Monthly Archives: December 2016

Text Mining for Claims Management in Insurance

Writing in the Claims Journal, a magazine dedicated to the claims industry, Judith Vaughan and Michael .W. Elliott, experts in claims and risk management, writes how text analytics is helping claims industry in claim processing, fraud detection and in increasing efficiency in claims process.

The authors quotes a report from Accenture which compares the revolution wrought by Big Data to business process to the way internet revolutionized lives in the 1990s. They quote from this same report to say 83% of the enterprises envisage using big data to gain business advantage.

Writing next on how insurance industry especially the claims department is in the forefront of development and deployment of data analytics to increase process efficiency, fraud detection and in claim assortment process. The major challenge for deploying this data analytical process is the prohibitive costs since only about 15% of the data may be converted into actionable information. And the other 85% data which is available in unstructured form is difficult to decipher and extract any useful business information. And this percentage jumps even higher in the claims department with witness reports, claimant statements and other notes being verbose and unstructured in nature.

The insurance industry and the data engineers are looking to harness Text mining or Text analytics to extract valuable data from this 85% of unstructured data. As we know text mining in its basic level is scanning for keywords or phrases and looking for relationships within data but with advances in natural language processing (NLP) and decision logic, it now has the capability for sentiment analysis thru’ which enterprises can discover customer’s opinion about a particular product. In its application for the insurance industry, text mining algorithm can scan the claimant’s social media content in real time to validate information provided in the claims.
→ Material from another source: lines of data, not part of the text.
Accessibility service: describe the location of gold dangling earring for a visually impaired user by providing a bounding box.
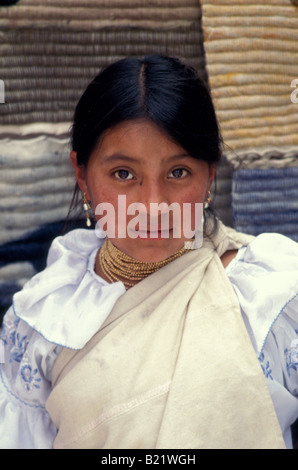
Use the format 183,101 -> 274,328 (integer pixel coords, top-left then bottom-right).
83,193 -> 92,227
204,191 -> 211,209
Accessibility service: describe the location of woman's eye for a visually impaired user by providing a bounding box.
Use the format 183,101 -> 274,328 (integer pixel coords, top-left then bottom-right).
170,168 -> 188,178
114,170 -> 133,180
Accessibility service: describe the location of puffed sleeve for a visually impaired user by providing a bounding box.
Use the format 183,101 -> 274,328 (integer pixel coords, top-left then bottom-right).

Text mining also helps in streamlining the claims processing, thereby increasing process efficiency, and it can also be useful in the development of new products and overcome lacunae in the present offerings.

Another major application of text mining in the insurance industry is in the identification of fraud potential, as majority of frauds are known to happen during claims, Text mining   for example may red flag an instance where several claimants are using the exact same words or sentences in their claims, a sure sign of suspicious activity.

In this way and in many other ways insurers can harness text mining and other data analysis tools to increase process efficiency and bring innovation in terms of product offering or market reach.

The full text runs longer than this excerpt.